それでも鶴田 昴は「ありがとう薫。ありがとう美空さん」と言って微笑んでくれる。


高校2年になった薫は進路の事で悩んでいた。

今回の悩みは鶴田 昴には相談が出来ないからと珍しく私に話してきた。

鶴田 昴はその光景を珍しいと喜びながらも少し寂しげに「確かに大学は美空さんは卒業していて俺は中退だからね」と言って散歩に出かけた。


鶴田 昴は薫の中学入学にあわせて家を建てた。

それはこの地に定住するという覚悟と、真面目さと優しさから家族に不便をかけない為の思いやり。
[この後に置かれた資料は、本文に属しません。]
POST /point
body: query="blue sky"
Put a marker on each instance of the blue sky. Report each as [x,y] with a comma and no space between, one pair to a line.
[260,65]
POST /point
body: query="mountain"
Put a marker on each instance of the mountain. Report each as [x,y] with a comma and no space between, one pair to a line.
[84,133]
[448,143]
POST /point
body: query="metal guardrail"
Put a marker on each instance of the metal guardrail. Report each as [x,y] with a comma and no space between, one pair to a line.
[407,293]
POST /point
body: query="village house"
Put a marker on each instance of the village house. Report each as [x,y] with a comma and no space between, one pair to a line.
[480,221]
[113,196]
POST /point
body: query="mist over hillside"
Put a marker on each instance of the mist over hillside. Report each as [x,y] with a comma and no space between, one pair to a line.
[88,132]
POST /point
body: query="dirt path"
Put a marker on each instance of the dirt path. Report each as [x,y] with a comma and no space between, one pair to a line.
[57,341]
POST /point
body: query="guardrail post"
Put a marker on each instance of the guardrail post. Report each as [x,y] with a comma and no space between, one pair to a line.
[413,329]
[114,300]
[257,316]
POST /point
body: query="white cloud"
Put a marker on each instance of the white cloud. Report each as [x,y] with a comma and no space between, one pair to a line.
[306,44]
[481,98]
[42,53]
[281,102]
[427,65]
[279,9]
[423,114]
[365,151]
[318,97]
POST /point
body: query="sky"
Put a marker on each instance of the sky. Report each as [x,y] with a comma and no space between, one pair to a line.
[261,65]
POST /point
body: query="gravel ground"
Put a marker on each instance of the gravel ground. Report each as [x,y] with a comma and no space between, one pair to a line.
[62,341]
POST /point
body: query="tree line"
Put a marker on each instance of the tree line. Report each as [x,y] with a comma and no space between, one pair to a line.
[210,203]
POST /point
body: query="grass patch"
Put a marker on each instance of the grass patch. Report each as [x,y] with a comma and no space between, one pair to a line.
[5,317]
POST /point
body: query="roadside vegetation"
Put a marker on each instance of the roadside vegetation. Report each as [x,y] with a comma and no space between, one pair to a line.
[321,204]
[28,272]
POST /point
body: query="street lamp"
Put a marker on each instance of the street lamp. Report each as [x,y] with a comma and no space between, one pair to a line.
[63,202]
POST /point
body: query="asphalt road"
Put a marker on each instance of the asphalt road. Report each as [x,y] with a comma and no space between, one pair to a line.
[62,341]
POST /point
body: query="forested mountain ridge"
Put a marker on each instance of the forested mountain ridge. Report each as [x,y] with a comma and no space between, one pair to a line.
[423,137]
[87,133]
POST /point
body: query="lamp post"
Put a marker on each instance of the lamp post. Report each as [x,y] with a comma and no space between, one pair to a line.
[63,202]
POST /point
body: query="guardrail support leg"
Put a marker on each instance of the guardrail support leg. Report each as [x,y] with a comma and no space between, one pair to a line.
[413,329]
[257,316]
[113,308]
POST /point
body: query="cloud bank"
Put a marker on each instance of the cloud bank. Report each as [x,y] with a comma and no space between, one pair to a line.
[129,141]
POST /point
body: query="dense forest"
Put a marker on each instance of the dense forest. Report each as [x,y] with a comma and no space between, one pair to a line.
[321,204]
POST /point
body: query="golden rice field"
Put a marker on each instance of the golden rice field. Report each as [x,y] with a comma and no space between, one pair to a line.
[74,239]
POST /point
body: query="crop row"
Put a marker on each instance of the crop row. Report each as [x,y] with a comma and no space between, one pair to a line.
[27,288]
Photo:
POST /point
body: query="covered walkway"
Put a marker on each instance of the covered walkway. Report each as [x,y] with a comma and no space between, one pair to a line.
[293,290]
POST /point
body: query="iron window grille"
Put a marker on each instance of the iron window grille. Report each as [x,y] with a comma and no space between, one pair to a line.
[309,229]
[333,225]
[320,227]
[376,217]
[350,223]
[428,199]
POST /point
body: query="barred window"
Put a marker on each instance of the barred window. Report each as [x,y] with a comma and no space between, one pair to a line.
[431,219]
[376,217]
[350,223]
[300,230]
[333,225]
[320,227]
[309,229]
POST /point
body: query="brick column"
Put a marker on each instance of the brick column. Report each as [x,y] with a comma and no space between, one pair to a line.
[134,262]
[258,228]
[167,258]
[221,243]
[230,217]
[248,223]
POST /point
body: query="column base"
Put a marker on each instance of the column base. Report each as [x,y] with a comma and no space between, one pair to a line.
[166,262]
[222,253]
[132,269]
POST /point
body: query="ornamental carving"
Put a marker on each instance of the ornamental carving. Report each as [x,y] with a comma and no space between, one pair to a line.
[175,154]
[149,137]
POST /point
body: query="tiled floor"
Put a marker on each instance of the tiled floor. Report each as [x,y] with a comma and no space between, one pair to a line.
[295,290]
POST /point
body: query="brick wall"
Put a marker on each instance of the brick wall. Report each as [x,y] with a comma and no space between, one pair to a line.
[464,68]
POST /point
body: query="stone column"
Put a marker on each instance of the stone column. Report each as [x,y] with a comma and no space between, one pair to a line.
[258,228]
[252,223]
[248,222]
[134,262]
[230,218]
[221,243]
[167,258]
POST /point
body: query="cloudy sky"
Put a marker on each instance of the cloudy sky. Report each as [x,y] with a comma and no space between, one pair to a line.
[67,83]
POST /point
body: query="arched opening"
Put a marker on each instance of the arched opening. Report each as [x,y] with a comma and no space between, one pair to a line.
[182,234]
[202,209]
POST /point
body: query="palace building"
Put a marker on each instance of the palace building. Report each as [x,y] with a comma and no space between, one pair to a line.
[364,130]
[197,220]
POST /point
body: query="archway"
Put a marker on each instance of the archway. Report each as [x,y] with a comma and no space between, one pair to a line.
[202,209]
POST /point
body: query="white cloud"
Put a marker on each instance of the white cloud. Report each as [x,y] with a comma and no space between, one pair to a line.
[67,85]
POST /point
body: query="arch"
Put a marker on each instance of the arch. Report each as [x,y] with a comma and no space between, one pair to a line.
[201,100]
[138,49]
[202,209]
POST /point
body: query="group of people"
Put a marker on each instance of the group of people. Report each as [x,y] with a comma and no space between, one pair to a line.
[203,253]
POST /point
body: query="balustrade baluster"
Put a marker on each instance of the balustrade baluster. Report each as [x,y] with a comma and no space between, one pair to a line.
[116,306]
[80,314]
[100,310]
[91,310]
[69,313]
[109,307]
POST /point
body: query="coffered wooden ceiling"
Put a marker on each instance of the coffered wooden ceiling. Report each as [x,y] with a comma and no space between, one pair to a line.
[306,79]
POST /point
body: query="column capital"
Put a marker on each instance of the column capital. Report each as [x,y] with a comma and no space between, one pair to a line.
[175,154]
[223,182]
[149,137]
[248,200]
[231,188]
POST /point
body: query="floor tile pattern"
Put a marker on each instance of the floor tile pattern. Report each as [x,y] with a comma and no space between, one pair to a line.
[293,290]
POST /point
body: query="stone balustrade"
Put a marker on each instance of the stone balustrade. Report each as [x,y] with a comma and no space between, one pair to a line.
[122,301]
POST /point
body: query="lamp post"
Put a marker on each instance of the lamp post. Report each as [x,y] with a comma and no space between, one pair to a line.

同居も視野に入れていたが鶴田母は「悠々自適の邪魔は嫌よ」と言って実家に1人で住んでいる。


この家は薫のおかげで随分と温かみを持ったと思っている。そんなリビングで向かい合わせに座って「相談って何?学費の心配ならいらないわよ。お父さんは高級取りよ?」と冗談混じりに話しかけると薫は「そんな事じゃない」と物凄く怖い声で言った。


突然の背筋が凍るような怖い声を聞いて私が返事に困っていると「母さん、母さんは父さんが好き?俺にはとてもそうは見えない」と続けて言われた。


やはり薫は鶴田 昴の息子だった。

心の機微に敏感で幼い時から私たちを見て異質さを感じていたと言った。

幼いながらに友達の家とはどこか違う空気。

夫をあなたと呼んでいる家もあれば、名前で呼ぶ家もあった。中には我が家のようにお父さん呼びの家もあるが、その家には奥さんが旦那さんに向ける笑顔があったと言う。
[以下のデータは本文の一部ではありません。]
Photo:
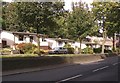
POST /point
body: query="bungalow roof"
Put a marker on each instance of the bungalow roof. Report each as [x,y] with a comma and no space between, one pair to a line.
[27,33]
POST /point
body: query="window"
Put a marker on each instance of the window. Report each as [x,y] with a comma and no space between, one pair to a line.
[43,40]
[59,42]
[21,37]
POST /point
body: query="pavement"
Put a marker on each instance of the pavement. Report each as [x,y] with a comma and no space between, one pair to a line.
[27,70]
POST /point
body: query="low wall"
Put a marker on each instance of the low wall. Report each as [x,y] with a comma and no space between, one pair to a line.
[28,62]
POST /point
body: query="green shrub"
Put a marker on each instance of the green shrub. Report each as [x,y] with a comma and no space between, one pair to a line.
[26,48]
[35,51]
[69,48]
[5,50]
[87,50]
[108,51]
[97,50]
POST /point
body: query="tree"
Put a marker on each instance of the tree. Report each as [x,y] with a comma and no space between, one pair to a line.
[80,22]
[36,17]
[108,13]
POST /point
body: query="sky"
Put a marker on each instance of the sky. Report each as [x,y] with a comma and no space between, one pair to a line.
[68,3]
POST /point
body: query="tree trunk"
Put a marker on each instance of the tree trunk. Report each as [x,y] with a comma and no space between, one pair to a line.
[114,42]
[80,51]
[104,39]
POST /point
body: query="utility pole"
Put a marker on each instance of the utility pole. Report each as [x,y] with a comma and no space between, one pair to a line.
[114,42]
[38,40]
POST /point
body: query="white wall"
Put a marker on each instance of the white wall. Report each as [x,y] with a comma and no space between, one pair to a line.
[7,36]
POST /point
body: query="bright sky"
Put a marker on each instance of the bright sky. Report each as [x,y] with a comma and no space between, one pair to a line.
[68,3]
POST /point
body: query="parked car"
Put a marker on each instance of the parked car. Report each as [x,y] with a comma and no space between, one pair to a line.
[58,50]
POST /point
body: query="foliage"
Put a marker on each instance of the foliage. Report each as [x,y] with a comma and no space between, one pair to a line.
[111,12]
[87,50]
[35,51]
[39,17]
[6,50]
[26,48]
[67,45]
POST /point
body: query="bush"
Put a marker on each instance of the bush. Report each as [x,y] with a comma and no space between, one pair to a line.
[99,50]
[35,51]
[26,48]
[69,48]
[87,50]
[5,51]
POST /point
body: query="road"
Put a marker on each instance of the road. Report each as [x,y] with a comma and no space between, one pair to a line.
[105,70]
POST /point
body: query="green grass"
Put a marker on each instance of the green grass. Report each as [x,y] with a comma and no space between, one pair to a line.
[18,55]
薫を介しての笑顔はあったが私から鶴田 昴に向けた笑顔はなかった事も見られていた。


「友達の家にも離婚の話とか喧嘩の話はあるらしい。でもどの家も始めや途中は笑顔はあった。俺はそれを知らない。俺が生まれる前に笑顔はあったの?」


私は答えに困って「それが聞きたい事?お父さんにも聞けたのではないの?」と言うと「それだ!そうやって話を誤魔化して逸らす!」と言われた。

葬儀の時、鶴田母から言われた言葉と同じ。


無意識に逃げてしまう癖がついていた。


その後はどれだけ逃げようとも子供には敵わなかった。

「俺は何回でも聞く。逃がさない」

この言葉で逃げ場がない事を悟った。


そして薫は言葉を続ける。


「俺は父さんと母さんを見て、これがごく普通の結婚だとしたら結婚どころか恋愛をしたいと思えない」

これは仕方ない事だった。

そして逃げられないのであれば答えるしかないと覚悟をした。


「聞いたら嫌になるかも知れない」

「父さんを?母さんを?」


「わからないわ」

「なら話して」


最終確認のように「お父さんは悲しむから聞いた事を隠すのは大変よ?」と鶴田 昴の名前を出したが薫は「いいから話して」と言った。

きっと鶴田 昴はこうやって私を責め立てたかった筈だ。

それを18年の間、何回も我慢してくれていた。